Когда мы вышли в аванзал, непосредственно примыкающий к залу общего собрания, оказалось, что вся лестница и первая передняя наверху сплошь заняты вооруженными солдатами и матросами. Они стояли двумя шеренгами, с обеих сторон лестницы. Обычные бессмысленные, тупые, злобные физиономии. Я думаю, ни один из них не мог бы объяснить, зачем он здесь, кто его послал и кого он имеет перед собою.
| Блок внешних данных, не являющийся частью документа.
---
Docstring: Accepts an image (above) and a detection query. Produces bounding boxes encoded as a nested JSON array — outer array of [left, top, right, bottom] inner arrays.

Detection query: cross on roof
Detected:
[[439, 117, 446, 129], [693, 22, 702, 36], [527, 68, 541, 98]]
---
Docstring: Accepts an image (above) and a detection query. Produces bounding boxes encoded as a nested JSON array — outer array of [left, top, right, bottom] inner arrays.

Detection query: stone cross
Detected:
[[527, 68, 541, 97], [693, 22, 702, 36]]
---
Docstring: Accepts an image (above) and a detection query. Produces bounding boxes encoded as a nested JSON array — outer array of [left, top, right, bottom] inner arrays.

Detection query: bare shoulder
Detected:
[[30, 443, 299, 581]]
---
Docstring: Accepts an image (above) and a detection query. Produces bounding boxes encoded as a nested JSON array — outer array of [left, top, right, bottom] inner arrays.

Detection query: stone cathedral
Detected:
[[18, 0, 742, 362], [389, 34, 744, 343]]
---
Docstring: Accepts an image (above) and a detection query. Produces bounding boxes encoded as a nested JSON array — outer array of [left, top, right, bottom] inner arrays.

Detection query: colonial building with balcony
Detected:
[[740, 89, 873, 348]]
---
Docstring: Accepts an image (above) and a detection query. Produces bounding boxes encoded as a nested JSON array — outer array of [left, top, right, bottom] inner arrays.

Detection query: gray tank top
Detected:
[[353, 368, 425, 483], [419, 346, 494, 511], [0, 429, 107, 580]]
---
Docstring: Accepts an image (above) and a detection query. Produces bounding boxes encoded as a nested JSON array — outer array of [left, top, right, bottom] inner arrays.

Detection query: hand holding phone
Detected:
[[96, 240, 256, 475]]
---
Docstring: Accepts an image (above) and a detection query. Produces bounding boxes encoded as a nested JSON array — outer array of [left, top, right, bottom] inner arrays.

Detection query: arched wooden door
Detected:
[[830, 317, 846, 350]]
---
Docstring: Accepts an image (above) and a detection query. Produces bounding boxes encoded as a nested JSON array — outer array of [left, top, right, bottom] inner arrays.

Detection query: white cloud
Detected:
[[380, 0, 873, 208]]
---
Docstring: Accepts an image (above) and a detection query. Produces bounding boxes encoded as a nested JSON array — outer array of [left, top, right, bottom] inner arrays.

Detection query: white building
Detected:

Около четырех часов я оттуда позвонил домой, справляясь, нет ли чего нового. Жена мне сообщила, что только что заезжал посланец от А.И. Коновалова (газетный сотрудник) и передал настойчивое приглашение прибыть в Зимний дворец, где собираются члены Совета республики и представители общественных организаций. Там будто бы происходит заседание Вр. Правительства в нормальных условиях под охраной военной силы.

Я удивился этому неожиданному приглашению, но, разумеется, тотчас же решил ему последовать.

На Подъяческой я сел в трамвай, доехал до Конногвардейского бульвара, там пересел и доехал до Дворцовой площади. Оказалось, что площадь оцеплена. Солдаты стояли редкими шеренгами вдоль аллеи, идущей параллельно Александровскому саду, кругом площади и вдоль решетки, окружающей дворцовый сад. По тротуарам толпилось довольно много народу. Трудно было понять, что происходит и какое назначение имели расставленные войска.

Верный своей привычке в подобных случаях избегать расспросов, я вынул имеющийся у меня пропуск в Зимний дворец (этим пропуском я пользовался при посещении заседаний Вр. Правительства), молча предъявил его первому попавшемуся солдату и беспрекословно был им пропущен.

Беспрепятственно я прошел через ворота и вошел во дворец обычным путем, через Салтыковский подъезд, поднялся по лестнице и прошел в Малахитовый зал. Там я застал такую картину: в зале находились все министры, за исключением Н.М. Кишкина (он был в это время в здании штаба округа, тут же на Дворцовой площади, и "организовывал" оборону, — как известно, с весьма плачевным результатом). Чрезвычайно взволнованным казался Коновалов.

Штурм Зимнего дворца

Министры группировались кучками, одни ходили взад и вперед по зале, другие стояли у окна. С.Н. Третьяков сел рядом со мною на диван и стал с негодованием говорить, что Керенский их бросил и предал, что положение безнадежное. Другие говорили, что стоит только "продержаться" 48 часов — подоспеют идущие к Петербургу верные правительству войска. Мой приход очень приветствовали.

Оказалось, что Коновалов разослал посланцев во все стороны, созывая "живые силы", которые были бы готовы группироваться вокруг правительства и поддержать его. Кое-кого из посланцев по дороге задержали большевики, но другие доехали по назначению и передали приглашение. На него, однако, никто не откликнулся, кроме меня.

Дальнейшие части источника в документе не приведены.